Let us not lose sight of the official sitting on judgment in the Home Ministry. If he could see everything through a jaundiced eye, the fault does not lie with him. He is being trained and instructed to do so. Home Ministry has to see everything from a security angle. I remember what has happened to a friend of mine – Prabhakaran–– a high-ranking official from a business organization. He was a tax expert and wanted to have first-hand information about the General Budget, as and when it was presented. I am referring to a time when direct telecast of such events was not even dreamt of by even the most progressive policy-maker. His request to be in the Speakers Gallery, a coveted honour at that time, was turned down since he shared the name with the LTTE supremo Prabhakaran and hailed from the same place Tamil Nadu. That could be stretching things to the extreme.
And yet, we have to have a way out. Security of the nation should be sovereign right and there should not be any compromise on that. That is true for all the countries. There are situations, where security risk is minimal or nil. Let me take an example. A big corporation in India wants to recruit expatriates for its ongoing operations or joint ventures. Recruitment of such personnel or granting the work permits should be less cumbersome and time-consuming since the onus of recruitment and its responsibility is cast on the corporation.

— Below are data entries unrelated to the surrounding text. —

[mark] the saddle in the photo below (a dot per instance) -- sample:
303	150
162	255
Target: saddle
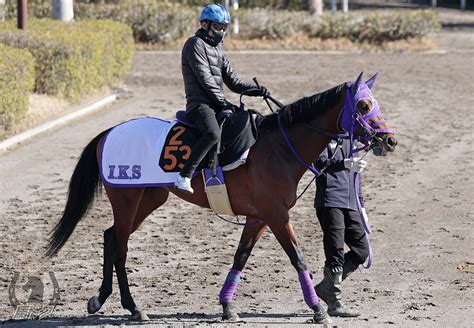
238	134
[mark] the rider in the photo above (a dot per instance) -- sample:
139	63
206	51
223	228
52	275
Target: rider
205	68
337	212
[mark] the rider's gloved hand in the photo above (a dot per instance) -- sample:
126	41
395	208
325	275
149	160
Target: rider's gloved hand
258	92
355	165
231	107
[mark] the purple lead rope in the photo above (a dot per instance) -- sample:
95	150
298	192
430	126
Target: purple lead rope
365	223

Let me conclude by narrating a comedy being staged by one vernacular channel. The central theme of the skit was the expatriate employment in a small city. There are people from nationalities engaged in various avocations. You have street vendors, fishermen, tailors, office goers, sex workers, artists, etc. speaking different languages, dialects, etc. Managing all these multi-racial population are Indians mostly returned from Gulf, US and other countries. They are trying to perpetrate the experiences that they had working in other countries, such as discrimination, exploitation, abusive languages and cruel treatments, etc. They take pride in telling that their employee profile includes people from all nationalities. At the end, story unfolds the latent psyche of an average Indian expatriate; his hidden inferiority complex that surfaces when he gives back the same treatment that he has received while he was working in that country, the perverted ambition of a slave to own the custody of the master at one stage, his double standards when he was an employee and an employer and the like. Let our plea to recruit expatriates should not be the one that was demonstrated by the family-owned companies in the seventies and eighties to recruit MBAs from IIMs and other prestigious institutions just to lap up in the cocktail circuits, no matter whether the hired people stayed there or not.